El inesperado freno de China estabiliza los precios globales
Fuera de las decisiones políticas de Occidente, el factor más determinante para evitar la escalada de precios ha sido el comportamiento comercial de Pekín. Según datos de aduanas reportados por Bloomberg, las importaciones de crudo de China cayeron a 7.8 millones de barriles diarios en mayo de 2026, registrando su nivel más bajo desde octubre de 2017. Esta cifra contrasta con el promedio de 11.6 millones de barriles diarios que el gigante asiático importaba en 2025.
Para junio, la contracción se acentuó. Los análisis de la firma Kpler apuntan a que la demanda total de petróleo en China cayó aproximadamente 6 millones de barriles diarios en comparación con los niveles previos a la crisis de Ormuz. De acuerdo con un análisis de El Wall Street Journal, este retroceso masivo en las compras chinas ha funcionado como un dique de contención para el mercado, evitando que la cotización del crudo se dispare y permitiendo que la economía global mantenga su ritmo a pesar del bloqueo.

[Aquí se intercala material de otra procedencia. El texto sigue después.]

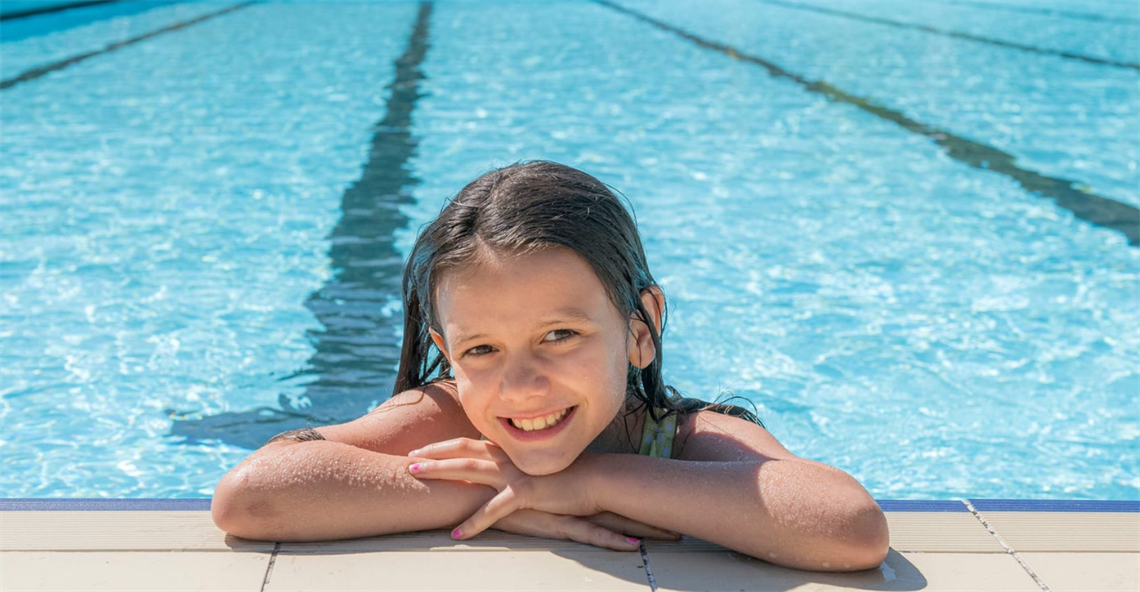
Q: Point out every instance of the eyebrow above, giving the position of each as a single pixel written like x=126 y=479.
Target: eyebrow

La factura del mañana: la carrera por reconstruir las reservas
Aunque el colapso se ha evitado de manera temporal, la estrategia actual de contingencia abre una nueva presión a mediano plazo. Diversos gobiernos ya diseñan planes para adquirir millones de barriles de petróleo con el fin de reconstruir sus reservas agotadas de aquí a 2028.

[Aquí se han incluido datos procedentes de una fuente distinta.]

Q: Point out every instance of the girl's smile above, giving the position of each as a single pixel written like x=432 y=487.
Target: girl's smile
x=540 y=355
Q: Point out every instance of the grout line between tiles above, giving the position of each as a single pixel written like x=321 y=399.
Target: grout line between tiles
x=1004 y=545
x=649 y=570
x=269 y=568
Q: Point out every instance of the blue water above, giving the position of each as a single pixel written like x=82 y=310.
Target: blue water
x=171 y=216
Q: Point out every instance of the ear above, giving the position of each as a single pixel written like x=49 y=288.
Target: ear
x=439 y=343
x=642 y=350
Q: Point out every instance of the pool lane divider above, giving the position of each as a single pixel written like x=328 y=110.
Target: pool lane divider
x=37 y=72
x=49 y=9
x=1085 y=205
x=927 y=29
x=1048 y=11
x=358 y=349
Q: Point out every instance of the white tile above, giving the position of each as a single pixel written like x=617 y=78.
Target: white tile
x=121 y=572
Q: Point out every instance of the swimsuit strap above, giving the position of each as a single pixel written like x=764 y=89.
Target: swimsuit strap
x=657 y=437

Esta demanda futura para reabastecer las bodegas estatales podría añadir hasta 664,000 barriles diarios de presión de compra para el tercer trimestre de 2027, lo que reconfigurará los flujos globales de energía en un entorno donde las conversaciones de paz con Irán siguen estancadas y el estrecho de Ormuz continúa cerrado al comercio regular.